IV. SUR L’APPLICATION DE L’ARTICLE
41 DE LA CONVENTION
64. Aux termes de l’article 41 de la
Convention,
« Si la Cour
déclare qu’il y a eu violation de la Convention ou de ses Protocoles, et si le
droit interne de la Haute Partie contractante ne permet d’effacer qu’imparfaitement
les conséquences de cette violation, la Cour accorde à la partie lésée, s’il y
a lieu, une satisfaction équitable. »
A. Dommage
. Le requérant
réclame 1 400 000 euros (EUR) au titre du préjudice matériel qu’il
aurait subi en raison de l’impossibilité de finir ses études, d’avoir un
contrat de travail en bonne et due forme et de subvenir aux besoins de son
enfant mineur ainsi que des tortures et traitements inhumains dont il aurait
été victime. De plus, il réclame 1 500 000 euros (EUR) au titre du
préjudice moral que lui-même et sa famille auraient subi.
. Le
Gouvernement estime ces sommes exorbitantes. S’agissant du montant réclamé au
titre du préjudice matériel, il fait valoir qu’il n’y a pas de lien de
causalité entre le préjudice allégué et l’objet de la présente affaire. S’agissant
de la somme sollicitée au titre du préjudice moral, il considère qu’un éventuel
arrêt de condamnation pourrait constituer une réparation satisfaisante en
lui-même et qu’en tout état de cause les sommes réclamées ne reflètent pas la
jurisprudence de la Cour en la matière.
. La Cour
relève que le seul fondement à retenir, pour l’octroi d’une satisfaction
équitable, réside en l’espèce dans le fait que le requérant n’a pas bénéficié d’un
procès équitable devant la cour d’appel de Iaşi et la Haute Cour de
cassation et de justice. Dès lors, elle n’aperçoit pas de lien de causalité entre la
violation constatée et le préjudice matériel allégué par le requérant.
. En revanche, la Cour considère que le requérant a subi un dommage moral certain et, statuant en équité, comme le veut l’article 41
de la Convention, elle alloue au requérant la somme de 3 000 EUR au
titre du préjudice moral.
. En outre, la
Cour rappelle que lorsqu’un particulier, comme en l’espèce, a été condamné à l’issue
d’une procédure entachée de manquements aux exigences de l’article 6 de la
Convention, un nouveau procès ou une
réouverture de la procédure à la demande de l’intéressé représente en principe
un moyen approprié de redresser la violation constatée (voir Gençel c. Turquie, no 53431/99,
§ 27, 23 octobre 2003 et Tahir Duran
c. Turquie, no 40997/98, § 23, 29 janvier
2004). A cet égard, elle note que l’article 4081 du
Code roumain de procédure pénale permet la révision d’un procès sur le plan
interne lorsque la Cour a constaté la violation des droits et libertés fondamentaux
d’un requérant (voir, également, Mircea c.

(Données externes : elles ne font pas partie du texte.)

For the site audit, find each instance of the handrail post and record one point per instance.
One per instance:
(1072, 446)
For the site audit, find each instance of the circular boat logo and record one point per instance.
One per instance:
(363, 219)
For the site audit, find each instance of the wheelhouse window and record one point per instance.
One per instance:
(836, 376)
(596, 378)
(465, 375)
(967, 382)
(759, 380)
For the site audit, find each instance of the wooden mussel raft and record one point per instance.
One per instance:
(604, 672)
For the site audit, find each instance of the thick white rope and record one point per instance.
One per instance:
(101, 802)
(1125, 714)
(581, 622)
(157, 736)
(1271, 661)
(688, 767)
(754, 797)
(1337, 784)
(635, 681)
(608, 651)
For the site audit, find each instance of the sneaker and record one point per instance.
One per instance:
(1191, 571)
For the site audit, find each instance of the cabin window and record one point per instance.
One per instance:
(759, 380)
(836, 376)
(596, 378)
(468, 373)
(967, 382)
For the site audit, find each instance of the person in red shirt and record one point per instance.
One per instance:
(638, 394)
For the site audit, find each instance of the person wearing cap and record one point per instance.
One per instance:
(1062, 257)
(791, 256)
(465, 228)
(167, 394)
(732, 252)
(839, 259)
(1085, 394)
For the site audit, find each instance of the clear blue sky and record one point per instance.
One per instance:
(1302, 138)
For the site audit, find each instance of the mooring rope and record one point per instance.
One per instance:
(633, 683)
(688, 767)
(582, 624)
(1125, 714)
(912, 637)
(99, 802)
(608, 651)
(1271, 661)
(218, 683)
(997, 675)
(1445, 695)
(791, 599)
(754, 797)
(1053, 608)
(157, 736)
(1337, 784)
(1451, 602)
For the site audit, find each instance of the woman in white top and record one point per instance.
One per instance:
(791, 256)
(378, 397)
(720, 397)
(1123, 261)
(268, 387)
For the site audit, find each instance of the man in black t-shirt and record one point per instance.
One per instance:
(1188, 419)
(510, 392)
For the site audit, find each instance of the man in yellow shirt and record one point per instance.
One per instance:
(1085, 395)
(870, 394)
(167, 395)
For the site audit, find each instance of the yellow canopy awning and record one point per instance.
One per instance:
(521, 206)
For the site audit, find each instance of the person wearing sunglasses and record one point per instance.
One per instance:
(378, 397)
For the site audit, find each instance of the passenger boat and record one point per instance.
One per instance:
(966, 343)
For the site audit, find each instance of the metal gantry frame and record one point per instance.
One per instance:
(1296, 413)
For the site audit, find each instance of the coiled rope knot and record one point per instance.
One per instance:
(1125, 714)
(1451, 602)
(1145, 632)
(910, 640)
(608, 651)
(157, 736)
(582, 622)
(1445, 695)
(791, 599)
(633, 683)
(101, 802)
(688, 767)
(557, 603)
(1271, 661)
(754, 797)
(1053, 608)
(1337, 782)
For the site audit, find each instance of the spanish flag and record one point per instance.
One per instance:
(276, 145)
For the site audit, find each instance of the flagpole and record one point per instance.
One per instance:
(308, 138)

Roumanie, no 41250/02, §
98, 29 mars 2007).
B. Frais et dépens
. Le requérant ne demande pas le remboursement des frais et dépens encourus
devant les juridictions internes et la Cour.

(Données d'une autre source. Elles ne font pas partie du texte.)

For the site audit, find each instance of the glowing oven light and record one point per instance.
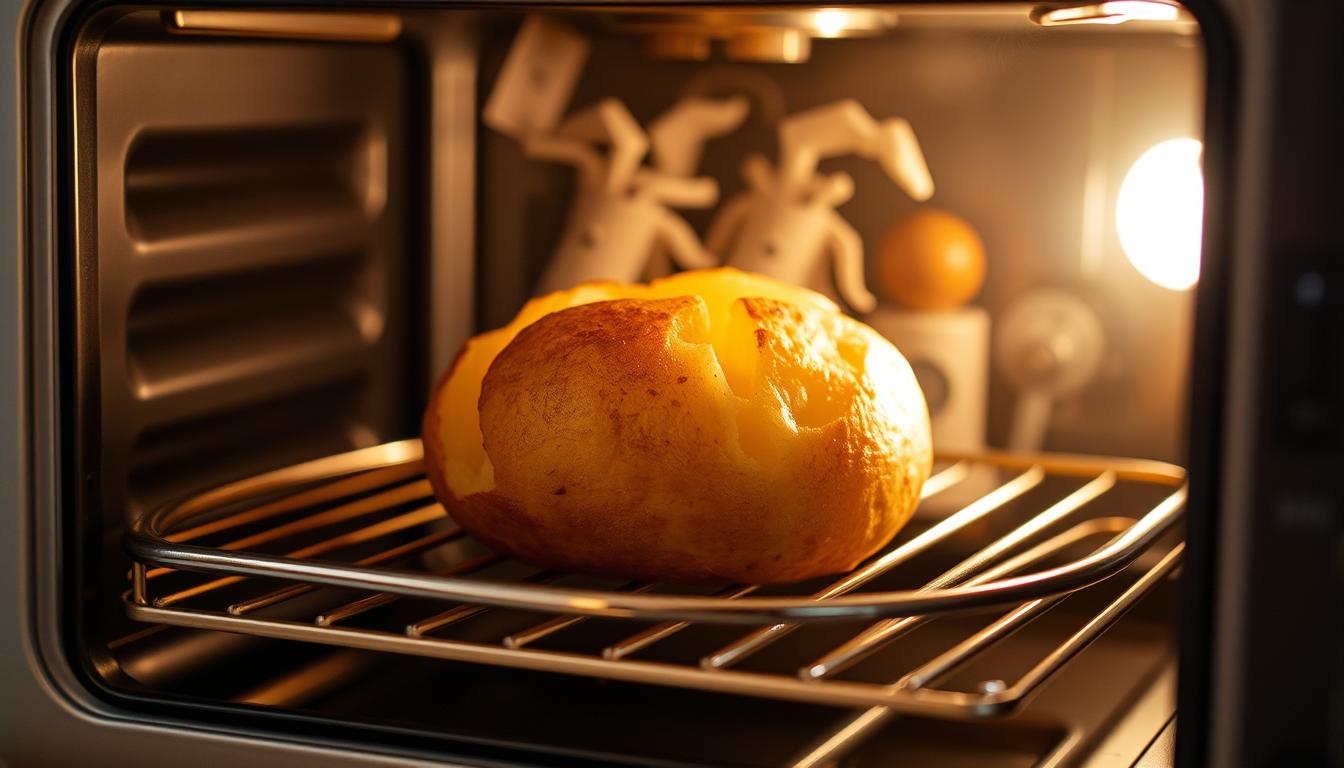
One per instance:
(1108, 12)
(829, 22)
(1160, 213)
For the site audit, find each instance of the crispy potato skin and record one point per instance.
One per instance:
(621, 447)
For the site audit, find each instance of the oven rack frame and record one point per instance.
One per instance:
(1005, 573)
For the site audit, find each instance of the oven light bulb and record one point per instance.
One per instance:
(1160, 213)
(831, 22)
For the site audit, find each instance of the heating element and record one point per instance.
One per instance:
(331, 531)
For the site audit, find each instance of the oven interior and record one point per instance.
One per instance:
(285, 223)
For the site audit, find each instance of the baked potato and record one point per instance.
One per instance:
(711, 427)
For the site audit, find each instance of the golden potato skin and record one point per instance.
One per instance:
(621, 445)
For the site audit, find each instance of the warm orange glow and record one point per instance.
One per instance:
(1160, 211)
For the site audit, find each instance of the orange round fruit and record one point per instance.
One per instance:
(932, 260)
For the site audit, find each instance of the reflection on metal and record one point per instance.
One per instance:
(1023, 572)
(289, 24)
(148, 542)
(1106, 12)
(773, 35)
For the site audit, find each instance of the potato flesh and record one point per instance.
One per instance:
(733, 354)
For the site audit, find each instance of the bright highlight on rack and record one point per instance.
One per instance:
(1159, 213)
(1109, 12)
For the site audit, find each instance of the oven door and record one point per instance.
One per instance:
(1261, 661)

. En l’absence de demande du
requérant, la Cour décide de ne lui allouer aucune somme de ce chef.
C. Intérêts moratoires
. La Cour juge
approprié de calquer le taux des intérêts moratoires sur le taux d’intérêt de
la facilité de prêt marginal de la Banque centrale européenne majoré de trois
points de pourcentage.
PAR CES MOTIFS, LA COUR, À L’UNANIMITÉ,
1. Joint au fond l’exception
préliminaire soulevée par le Gouvernement relative au non-épuisement des voies
de recours internes concernant le grief tiré de l’article 6 § 1 et la rejette ;
2. Déclare
la Requête recevable quant au grief tiré de l’article 6 § 1 de la Convention et
irrecevable pour le surplus ;
3. Dit qu’il y a eu violation
de l’article 6 § 1 de la Convention ;
4. Dit
a) que l’Etat défendeur doit verser au
requérant, dans les trois mois à compter du jour où l’arrêt sera devenu
définitif conformément à l’article 44 § 2 de la Convention, la
somme de 3 000 EUR (trois mille euros), pour dommage moral, plus tout montant pouvant être dû à titre d’impôt,
somme à convertir à convertir dans la monnaie de l’Etat défendeur au taux
applicable à la date du règlement ;
b) qu’à compter de l’expiration dudit
délai et jusqu’au versement, ces montants seront à majorer d’un intérêt simple
à un taux égal à celui de la facilité de prêt marginal de la Banque centrale
européenne applicable pendant cette période, augmenté de trois points de
pourcentage ;
5. Rejette la demande de satisfaction
équitable pour le surplus.
Fait en français, puis communiqué par écrit
le 5 mars 2013, en application de l’article 77 §§ 2 et 3 du règlement.